3. Advances in Socio-Semantic Network Visualization
The project developed novel ways to visualize social network structures alongside semantic properties by representing social and semantic elements in a unified hybrid visualization, mapping social clusters while considering semantic properties, revealing whether cohesive groups share similar semantics or not; and developing an interactive platform to assess socio-semantic fragmentation, showing how connections (or their absence) reflect structural and semantic patterns. Additionally, a new user sampling method based on structural modeling, rather than demographic quotas, was implemented. Combined with an augmented interview protocol (where users engage with visualizations of their network position), this approach represents a novel method in socio-semantic research.
Besides, three key software developments can be noted:
- graphbrain (github.com/graphbrain) an open-source Python library for semantic hypergraph analysis, that was used primarily within the project to extract structured claims from online discussions.
- metablox (github.com/lenafm/metablox) a stochastic block modeling tool for analyzing how categorical metadata (e.g. political affiliations) shape social networks.

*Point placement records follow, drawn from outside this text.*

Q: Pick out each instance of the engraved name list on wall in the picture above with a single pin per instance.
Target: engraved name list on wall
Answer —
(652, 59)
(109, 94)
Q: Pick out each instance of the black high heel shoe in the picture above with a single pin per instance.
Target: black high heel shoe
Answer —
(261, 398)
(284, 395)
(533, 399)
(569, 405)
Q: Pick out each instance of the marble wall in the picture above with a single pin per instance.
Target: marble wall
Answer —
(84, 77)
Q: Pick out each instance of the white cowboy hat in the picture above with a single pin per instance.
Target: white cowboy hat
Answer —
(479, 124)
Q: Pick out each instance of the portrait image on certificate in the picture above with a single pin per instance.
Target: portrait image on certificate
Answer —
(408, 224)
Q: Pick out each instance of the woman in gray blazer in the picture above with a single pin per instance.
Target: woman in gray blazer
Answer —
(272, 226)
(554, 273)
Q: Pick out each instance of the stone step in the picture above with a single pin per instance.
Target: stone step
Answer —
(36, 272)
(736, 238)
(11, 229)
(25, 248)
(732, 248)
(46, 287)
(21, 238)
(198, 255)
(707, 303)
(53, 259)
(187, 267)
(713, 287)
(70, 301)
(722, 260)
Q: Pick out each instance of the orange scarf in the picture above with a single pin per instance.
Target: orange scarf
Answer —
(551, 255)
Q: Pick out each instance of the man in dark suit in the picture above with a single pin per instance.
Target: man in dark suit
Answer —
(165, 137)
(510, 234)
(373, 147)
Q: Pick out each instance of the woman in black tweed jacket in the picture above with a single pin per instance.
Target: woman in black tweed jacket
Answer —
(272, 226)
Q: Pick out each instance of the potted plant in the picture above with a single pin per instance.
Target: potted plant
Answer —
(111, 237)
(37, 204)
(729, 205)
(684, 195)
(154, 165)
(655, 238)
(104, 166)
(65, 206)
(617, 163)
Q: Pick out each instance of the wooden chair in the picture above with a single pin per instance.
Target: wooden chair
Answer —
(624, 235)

- chronoblox (github.com/lobbeque/chronoblox) a visualization tool integrating structural and semantic properties over time, introducing "network chronophotography" for tracking dynamic changes.
- Semantic Hypergraphs (SHs) challenge the ubiquitous use of semantic graphs in knowledge representation and extraction (in academia and in the industry) by proposing a framework that both permets arbitrary complexity (thanks to the recursiveness of SHs) and remains amenable to human interpretation and processing, making it a viable alternative to opaque AI models like LLMs.
- Metadata-Informed Stochastic Block Modeling, that, first, accommodates metadata and semantic features, and, second, takes into account the non-exclusive contribution of various categories in the observed structure. This enables more nuanced analysis of how multiple semantic factors shape social structures, by fostering and empirically operationalizing the notion that many semantic dimensions may concurrently contribute to a network structure; a key development for network sociology.
- Joint Socio-Semantic network Visualization, proposing a unified approach for tracking structural and semantic changes in networks over time, in a "network chronophotography" that opens new avenues in dynamic network visualization, based on the novel idea that nodes, across various periods of time, should be placed in the same two-dimensional space based on the similarity of their semantic features.
- Refining the Echo Chamber Debate, by demonstrating that echo chambers exist in some online interactions but not others, resolving prior contradictions in research; especially when showing the co-existence of phenomena akin and not akin to echo chambers around the same content and on the same platform.